Trigeminal neuralgia is a common cause of a burning sensation in the head, says Right Diagnosis from Healthgrades. This condition results from irritation or compression of the fifth cranial nerve, which enervates a large portion of the head and face, according to the National Institute of Neurological Disorders and Stroke.
The symptoms of trigeminal neuralgia range from sudden, severe, shooting pain that persists for several hours to a constant, less intense, burning sensation in the head and face, explains the National Institute of Neurological Disorders and Stroke. The pain often occurs following a light touch to the face, such as when a person is shaving, putting on makeup or brushing her teeth. For some patients, even a breeze against the face initiates intense pain. The condition typically gets better for short periods but recurs at regular intervals, and the severity of the pain usually worsens over time. It is more common in people over 50 but can happen at any age. It also occurs more often in women than in men.

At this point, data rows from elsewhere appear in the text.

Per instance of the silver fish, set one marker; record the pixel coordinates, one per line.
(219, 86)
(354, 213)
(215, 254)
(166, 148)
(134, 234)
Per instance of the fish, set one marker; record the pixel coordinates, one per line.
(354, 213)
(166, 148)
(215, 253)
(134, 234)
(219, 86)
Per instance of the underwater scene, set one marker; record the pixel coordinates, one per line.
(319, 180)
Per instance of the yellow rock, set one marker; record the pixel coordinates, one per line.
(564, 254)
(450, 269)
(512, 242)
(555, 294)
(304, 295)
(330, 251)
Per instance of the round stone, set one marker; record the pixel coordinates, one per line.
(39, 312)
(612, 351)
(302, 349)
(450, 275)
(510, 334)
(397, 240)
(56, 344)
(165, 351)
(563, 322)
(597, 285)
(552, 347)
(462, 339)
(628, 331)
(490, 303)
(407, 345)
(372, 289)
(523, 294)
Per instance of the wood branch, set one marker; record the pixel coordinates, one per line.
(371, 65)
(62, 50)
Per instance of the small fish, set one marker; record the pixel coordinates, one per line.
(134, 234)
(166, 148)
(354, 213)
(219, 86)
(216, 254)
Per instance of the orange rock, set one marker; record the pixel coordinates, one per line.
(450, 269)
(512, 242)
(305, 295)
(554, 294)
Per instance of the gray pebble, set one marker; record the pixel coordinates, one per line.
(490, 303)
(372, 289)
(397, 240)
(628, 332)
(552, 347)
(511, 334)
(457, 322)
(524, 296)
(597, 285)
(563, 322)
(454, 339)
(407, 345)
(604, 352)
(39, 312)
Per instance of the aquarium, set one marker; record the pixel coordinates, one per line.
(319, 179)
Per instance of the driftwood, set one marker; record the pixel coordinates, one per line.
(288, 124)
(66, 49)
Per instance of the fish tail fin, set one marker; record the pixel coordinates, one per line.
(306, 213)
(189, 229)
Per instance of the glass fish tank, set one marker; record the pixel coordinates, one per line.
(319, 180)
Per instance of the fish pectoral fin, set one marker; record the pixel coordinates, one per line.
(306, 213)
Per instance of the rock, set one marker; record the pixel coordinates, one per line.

Another medical condition that sometimes causes pain in the head and face is Bell's palsy. This condition is the result of temporary paralysis of the seventh cranial nerve, states the National Institute of Neurological Disorders and Stroke. Although typical symptoms include drooping of one side of the face, drooling, excessive tearing of one eye and changes in sense of taste, some people also experience a headache and pain around the jaw or behind the ear on the affected side.